Pablo Larraín e Noah Oppenheim conseguem explorar o conflito interior desta personalidade intrigante que foi Jackie Kennedy de forma soberba (destacando-se aqui uma visita guiada pela Casa Branca onde o desconforto é notório, quase palpável). No entanto, tal seria sobejamente mais complicado se a escolha pela actriz não tivesse, por infelicidade ou qualquer outra vicissitude, recaído sobre Natalie Portman. A actriz consegue, em cada gesto, em cada olhar, em cada hesitação e em cada fala, recriar a complexidade psicológica de uma personalidade extraordinária, ainda por cima numa altura conturbada. Um character study soberbo.
Há um compromisso assumido desde cedo entre a câmara de Larraín e Natalie Portman. Alguém que procure um retrato mais abrangente dos eventos históricos sairá desiludido da sala de cinema. São poucas as vezes que a personagem de John F. Kennedy, aqui interpretada por Caspar Phillipson (de notórias semelhanças físicas com a personagem que interpreta) aparece, e quando o faz é para dar a ligação necessária à entrada em cena de Jackie.
Ao longo do filme são várias as personagens que têm apenas o espaço estritamente necessário para colocar Portman sob foco central da cena. Do jornalista responsável pela entrevista (Billy Cudrup) até Bobby Kennedy (interpretado por Peter Sarsgaard), ou Nancy Tuckerman, interpretada por Greta Gerwig, todos são orientados da melhor forma para retirar algo de Natalie Portman. E todos eles conseguem, sobretudo o padre interpretado pelo já falecido John Hurt, com o qual Jackie contracena já no final do filme, e com o qual tem alguns dos momentos mais reveladores desse conflito interior por si vivido e a explicação (ou interrogação) para algumas das suas atitudes. É por si ou pela continuação do legado do seu marido, que são tomadas muitas das atitudes de Jaqueline Kennedy?
Mais que um retrato histórico, Jackie é um fabuloso retrato psicológico de uma personalidade complexa como a de Jacqueline Kennedy. Não se trata de um filme unicamente sobre luto. Trata-se de um filme sobre uma mulher que assume um legado, sobre conflitos interiores, sobre o binómio figura pública/vida privada e de que forma a primeira exerce influência notória sobre a segunda, e vice-versa.
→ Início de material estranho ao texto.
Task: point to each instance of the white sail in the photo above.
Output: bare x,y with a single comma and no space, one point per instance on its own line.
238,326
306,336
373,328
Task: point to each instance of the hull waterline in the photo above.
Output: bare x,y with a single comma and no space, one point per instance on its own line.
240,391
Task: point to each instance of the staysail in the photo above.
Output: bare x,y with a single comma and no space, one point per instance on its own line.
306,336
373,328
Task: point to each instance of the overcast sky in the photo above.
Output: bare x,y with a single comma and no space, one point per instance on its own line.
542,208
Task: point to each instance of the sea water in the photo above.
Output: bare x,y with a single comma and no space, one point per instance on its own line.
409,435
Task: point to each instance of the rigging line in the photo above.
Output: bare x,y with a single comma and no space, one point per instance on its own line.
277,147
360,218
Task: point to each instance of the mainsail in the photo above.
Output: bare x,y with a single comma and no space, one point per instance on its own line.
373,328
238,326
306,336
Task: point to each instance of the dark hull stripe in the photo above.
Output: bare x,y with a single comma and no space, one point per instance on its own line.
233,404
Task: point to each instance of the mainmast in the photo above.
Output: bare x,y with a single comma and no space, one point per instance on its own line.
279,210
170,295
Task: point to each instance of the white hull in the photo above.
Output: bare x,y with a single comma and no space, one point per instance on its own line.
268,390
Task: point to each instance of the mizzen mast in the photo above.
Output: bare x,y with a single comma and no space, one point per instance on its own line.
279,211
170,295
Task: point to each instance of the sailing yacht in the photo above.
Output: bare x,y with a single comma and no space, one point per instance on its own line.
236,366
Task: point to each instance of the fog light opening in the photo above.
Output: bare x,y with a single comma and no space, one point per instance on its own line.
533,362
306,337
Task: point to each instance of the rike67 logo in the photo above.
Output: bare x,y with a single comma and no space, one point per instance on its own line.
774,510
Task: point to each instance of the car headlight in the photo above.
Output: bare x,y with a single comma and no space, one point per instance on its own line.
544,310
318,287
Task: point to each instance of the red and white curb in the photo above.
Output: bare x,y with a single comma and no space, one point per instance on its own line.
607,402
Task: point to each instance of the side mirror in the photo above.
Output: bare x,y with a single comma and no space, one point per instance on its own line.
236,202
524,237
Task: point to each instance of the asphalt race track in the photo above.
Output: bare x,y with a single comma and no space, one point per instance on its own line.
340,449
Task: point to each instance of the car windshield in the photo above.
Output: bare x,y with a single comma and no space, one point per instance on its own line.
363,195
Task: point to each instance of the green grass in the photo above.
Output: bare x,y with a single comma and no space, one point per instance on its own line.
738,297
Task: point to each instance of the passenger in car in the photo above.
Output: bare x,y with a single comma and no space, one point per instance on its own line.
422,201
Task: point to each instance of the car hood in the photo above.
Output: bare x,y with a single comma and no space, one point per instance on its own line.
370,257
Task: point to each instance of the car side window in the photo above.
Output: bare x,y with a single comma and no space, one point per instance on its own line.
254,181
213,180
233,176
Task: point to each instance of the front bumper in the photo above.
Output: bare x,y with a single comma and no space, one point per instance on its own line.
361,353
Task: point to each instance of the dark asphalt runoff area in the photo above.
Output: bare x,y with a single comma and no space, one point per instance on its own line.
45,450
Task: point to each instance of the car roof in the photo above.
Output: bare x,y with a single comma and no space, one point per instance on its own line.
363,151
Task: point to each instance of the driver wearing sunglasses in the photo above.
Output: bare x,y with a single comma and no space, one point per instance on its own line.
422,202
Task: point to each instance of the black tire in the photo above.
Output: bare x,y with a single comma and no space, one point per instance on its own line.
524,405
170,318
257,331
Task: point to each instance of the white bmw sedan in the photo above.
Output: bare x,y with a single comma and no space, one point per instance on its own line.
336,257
Ademais, Jackie vem comprovar também o porquê de Pablo Larraín ser um dos maiores e mais interessantes realizadores dos nossos tempos. Sem medo de correr riscos e de pisar terrenos complicados, o realizador chileno traz-nos uma biopic que recusa cair no campo do convencional, defeito tão facilmente apontado a filmes do género. Para isso, Larraín tem também a ajuda da ousada banda sonora de Mica Levi, conhecido anteriormente pelo seu trabalho em Under The Skin.